Experimento social: ofrecen un trabajo con USD 2.320 de salario mensual para no hacer nada por el resto de la vida

Experimento social: ofrecen un trabajo con USD 2.320 de salario mensual para no hacer nada por el resto de la vida

Imagínese que por el resto de su vida no le darán nuevas tareas. Puede mirar películas todo el día, leer libros, dedicarse a su deporte o a su hobby preferido, explorar alguna tarea creativa o simplemente dormir. Lo único que tiene que hacer es marcar su ingreso al comienzo de la jornada y volver a hacerlo al final del día. El empleo es permanente, no hay posibilidad de que lo echen ni tendrá que preocuparse nunca por conseguir un nuevo trabajo. Y le van a pagar 2.320 dólares mensuales, con incrementos anuales, vacaciones y aportes para la jubilación.

Ese empleo, aunque no lo crea, existe y no hay requisitos previos para los postulantes, aunque recién aceptará solicitudes de los candidatos en 2025, cuando este próximo a inaugurarse el lugar en el que deberá presentarse cada día a «trabajar»: la nueva estación de tren de Korsvägen, en la ciudad de Gotemburgo, Suecia.

En 2017, la Agencia de Arte Público de Suecia y la Administración Sueca del Transporte llamaron a un concurso internacional para artistas interesados en realizar su aporte para la nueva estación. El ganador recibiría 7 millones de coronas suecas (USD 750 mil).

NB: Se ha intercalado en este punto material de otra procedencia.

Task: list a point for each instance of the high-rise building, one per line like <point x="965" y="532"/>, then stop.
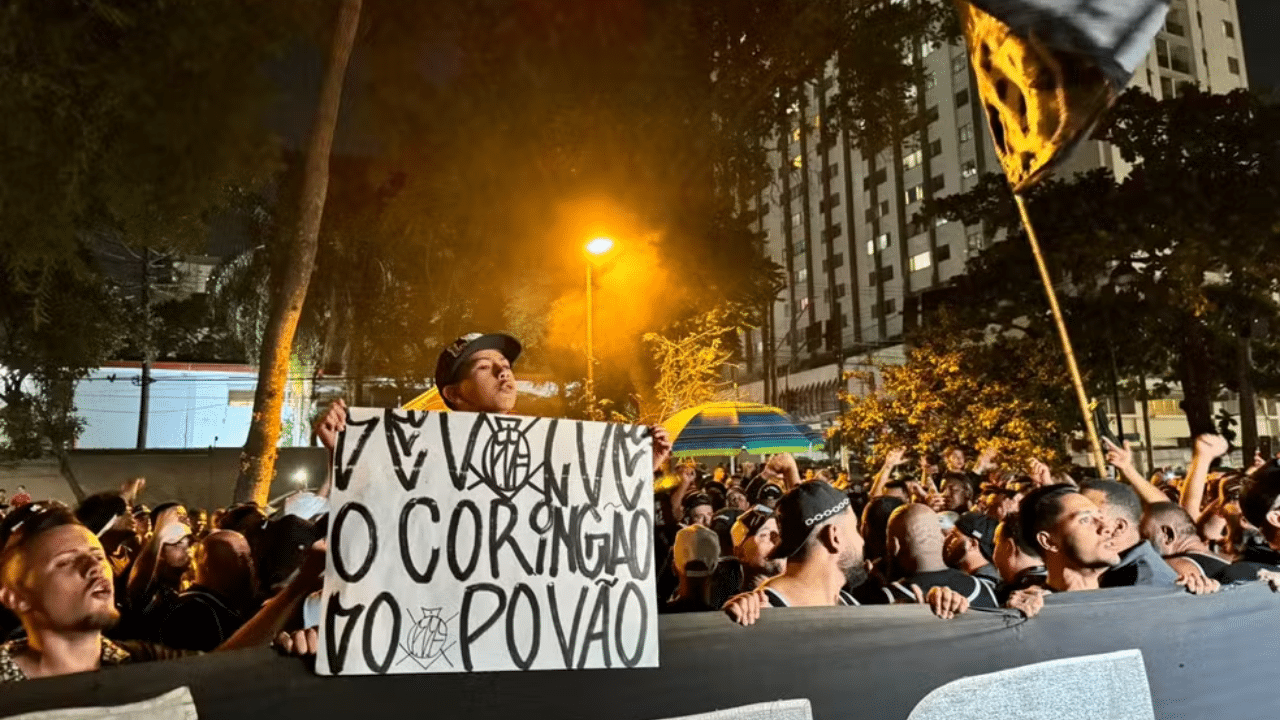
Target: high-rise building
<point x="1260" y="19"/>
<point x="842" y="222"/>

Simon Goldin y Jakob Senneby propusieron entonces romper con la idea del típico mural o escultura que adorna las estaciones de trenes y pensar en un proyecto disruptivo. Su idea se titula «Empleo eterno» y es, al mismo tiempo, un experimento social y un manifiesto político.

«Frente a la automatización masiva y la inteligencia artificial, la inminente amenaza/promesa es que todos nos convertiremos en productivamente superfluos», escribieron en el proyecto que resultó ganador. Antes de su oferta contracorriente: utilizar el dinero del premio para pagarle a un trabajador de por vida sin asignarle tarea alguna. «Todos estaremos empleados en Korsvägen, como solía ser», resumieron.

En la práctica, funcionará así: el trabajador marcará su ingreso por la mañana en la estación de Korsvägen. Automáticamente, se encenderá una fila de luces adicionales en las plataformas ferroviarias, avisando a los pasajeros que el trabajador sin tareas ya comenzó su jornada laboral. Durante el día, la persona seleccionada podrá hacer lo que quiera. Ni siquiera debe quedarse en la estación. Incluso puede renunciar y será remplazado por otro trabajador. «Cualquier cosa que el empleado elija hacer, será su trabajo». Al final del día, el trabajador marcará su salida, y las luces que anuncia su presencia se apagarán.

Los autores del proyecto citaron la teoría del economista francés Thomas Piketty sobre la riqueza acumulada creciendo a una tasa mayor que los incrementos en los salarios de los trabajadores. El resultado, según Piketty, es una brecha creciente entre los muy ricos y el resto de la población. Siguiendo esos cálculos, Goldin y Senneby estimaron que creando una fundación que impida que se le apliquen impuestos al importe del premio y luego invirtiéndolo ese dinero en el mercado, se podría pagar el salario de un empleado por toda la «eternidad».

De hecho, los artistas adjuntaron junto a su proyecto un análisis financiero de un banco sueco que concluye que si se coloca el dinero en un fondo de inversión, se podría pagar un salario mensual de 21.600 coronas (USD 2.312), con un incremento anual del 3,2% -consistente con los aumentos que perciben los empleados públicos en Suecia- y, según las fluctuaciones promedio del mercado, estimó que hay un 75% de posibilidades de que los intereses alcancen para pagar el salario durante 120 años.

«En este sentido, el trabajo artístico puede funcionar como una medida de nuestra creciente desigualdad», explicaron Goldin y Senneby.

En octubre pasado, al declarar ganador a este proyecto, el jurado lo definió como «una expresión artística de gran calidad». Pero la noticia generó un gran debate en Suecia, muchas veces contradictorio.

«Viejos socialdemócratas acusaron al proyecto de utilizar realismo financiero para burlarse de los logros trascendentales del Estado de bienestar», explicó en un artículo Brian Kuan Wood, miembro de la dirección de la Fundación Empleo Eterno. En tanto que «Progresistas neoliberales lo acusaron de desperdiciar dinero de los contribuyentes para montar un retorno nostálgico a ese mismo Estado de bienestar».